To add clarity you could look into Pectic Enzyme. I'm not an expert on this by any means and I'm about to start a new thread asking a few questions on it myself. I just used it for the first time and I think I used it improperly.

You might also want to use filtered apple juice instead of cider since most of the pectin is actually already filtered out. I think this would yeild a much clearer and lighter cider. Using a secondary fermenter would clear it even further.
 
Thanks screwbrew. I didn't think much about OG but yeah, especially with the store bought stuff I may need to bump it with some honey so I can get it to at least 13%. Good idea. And yeah, I'll make sure to read up on pectic / other clarifiers.
 
I made something similar to the "champagne" style you mentioned. I don't think you need to use a clear cider, it will clarify if you give it enough time. You may also add pectic enzyme if you start with a cloudy product. I like a white wine yeast such as EC1118 or redstar cote du blanc. I've also used nottingham and the white labs product (the latter I didn't like). I just saw a post where a wheat yeast was used (www.themadfermentationist.com). You probably know this, but don't forget to add some yeast nutrient and ferment on the cooler side of ale temps if you can.

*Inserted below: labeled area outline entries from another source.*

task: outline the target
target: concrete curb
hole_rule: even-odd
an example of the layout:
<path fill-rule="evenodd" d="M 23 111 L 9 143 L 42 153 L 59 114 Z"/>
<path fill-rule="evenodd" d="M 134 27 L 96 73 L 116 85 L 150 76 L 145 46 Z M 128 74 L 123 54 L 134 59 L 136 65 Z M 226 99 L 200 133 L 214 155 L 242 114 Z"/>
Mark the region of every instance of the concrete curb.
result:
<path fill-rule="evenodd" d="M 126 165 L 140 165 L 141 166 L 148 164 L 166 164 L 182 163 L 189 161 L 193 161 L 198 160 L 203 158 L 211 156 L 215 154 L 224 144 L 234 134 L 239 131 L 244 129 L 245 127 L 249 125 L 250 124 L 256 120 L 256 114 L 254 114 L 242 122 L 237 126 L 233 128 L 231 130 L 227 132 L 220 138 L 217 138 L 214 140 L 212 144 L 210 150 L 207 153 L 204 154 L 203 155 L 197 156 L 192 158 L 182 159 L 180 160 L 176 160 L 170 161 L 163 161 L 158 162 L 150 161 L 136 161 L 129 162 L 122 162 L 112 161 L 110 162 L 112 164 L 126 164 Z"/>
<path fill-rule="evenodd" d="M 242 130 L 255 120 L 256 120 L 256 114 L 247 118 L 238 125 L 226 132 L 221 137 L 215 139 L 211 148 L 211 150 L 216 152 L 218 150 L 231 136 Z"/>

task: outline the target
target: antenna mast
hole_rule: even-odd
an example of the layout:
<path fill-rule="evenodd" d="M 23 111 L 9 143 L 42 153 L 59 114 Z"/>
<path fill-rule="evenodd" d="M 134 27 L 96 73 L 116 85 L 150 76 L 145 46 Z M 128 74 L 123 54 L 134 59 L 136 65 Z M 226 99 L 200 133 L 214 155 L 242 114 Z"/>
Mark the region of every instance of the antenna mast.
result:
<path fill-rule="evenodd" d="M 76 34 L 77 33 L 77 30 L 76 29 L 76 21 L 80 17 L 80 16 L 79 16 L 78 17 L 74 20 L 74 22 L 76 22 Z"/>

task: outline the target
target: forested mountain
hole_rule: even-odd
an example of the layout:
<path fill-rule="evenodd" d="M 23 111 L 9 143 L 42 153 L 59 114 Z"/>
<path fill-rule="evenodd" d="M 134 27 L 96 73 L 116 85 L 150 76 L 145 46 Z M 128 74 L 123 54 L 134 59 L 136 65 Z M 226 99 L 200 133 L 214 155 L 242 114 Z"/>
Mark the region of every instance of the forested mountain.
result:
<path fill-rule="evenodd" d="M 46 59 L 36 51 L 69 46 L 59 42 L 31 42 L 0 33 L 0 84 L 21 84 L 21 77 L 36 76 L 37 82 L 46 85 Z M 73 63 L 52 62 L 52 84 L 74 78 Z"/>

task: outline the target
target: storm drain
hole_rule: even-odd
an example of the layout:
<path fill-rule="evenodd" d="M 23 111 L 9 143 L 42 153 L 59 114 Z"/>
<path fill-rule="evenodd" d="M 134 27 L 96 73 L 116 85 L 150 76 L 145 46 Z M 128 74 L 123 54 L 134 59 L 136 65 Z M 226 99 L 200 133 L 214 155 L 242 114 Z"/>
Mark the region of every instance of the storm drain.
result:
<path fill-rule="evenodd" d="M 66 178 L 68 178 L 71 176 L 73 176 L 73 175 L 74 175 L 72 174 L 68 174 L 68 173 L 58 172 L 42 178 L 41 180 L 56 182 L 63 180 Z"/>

Store bought cider will be less tannic/acidic than something designed for hard-cider, but if you go high on the CO2 you will cover that up a bit. If you are going for "champagne" level CO2 then aim north of 4 volumes. For a wedding you want that nice POP when you open the cork, so going even to 5-6 volumes could be in order. For this you will need champagne bottles and a corker that can do the wider corks. I know some people that have been able to push the heavy corks into the smaller corker, which runs about $70 (get the corks first, bring one to the shop to try it out). I use the ferrari corker, which is more expensive but works great. Many HBS will rent them for a few days at a time; this would be the most economical way to do that. You don't need to use "champagne" corks, I would get the "belgian" corks from more-beer or elsewheres. They hold pressure in champagne bottles and are cheaper and easier to find. The champagne corks I got from midwest supply (or something like that) were junk.

If you are interested in the "methode champonoise" or whatever, there is a really nice review on the maltose falcons website. Watch out though, you would need to first cap the bottles with the 29 mm caps (make sure you bottles will accept caps, belgian bottles will not) then cork later after discharging the yeast. I've never done this, it looks hard.

For the keg version you may wish to try and backsweeten to increase the mouthfeel as you will have less CO2.

Higher OG = more aging/conditioning time and will thin the mouthfeel down some. As you know, cider will usually go all the way down to 1.000 or less, which ends up being around 6-9+% depending on your juice. Most of the adjunct driven ciders I've done did not taste as good as with the juice alone, but this is a matter of taste. Either way, I would measure the OG of the juice before you start and decide how much adjunct you want to add from there.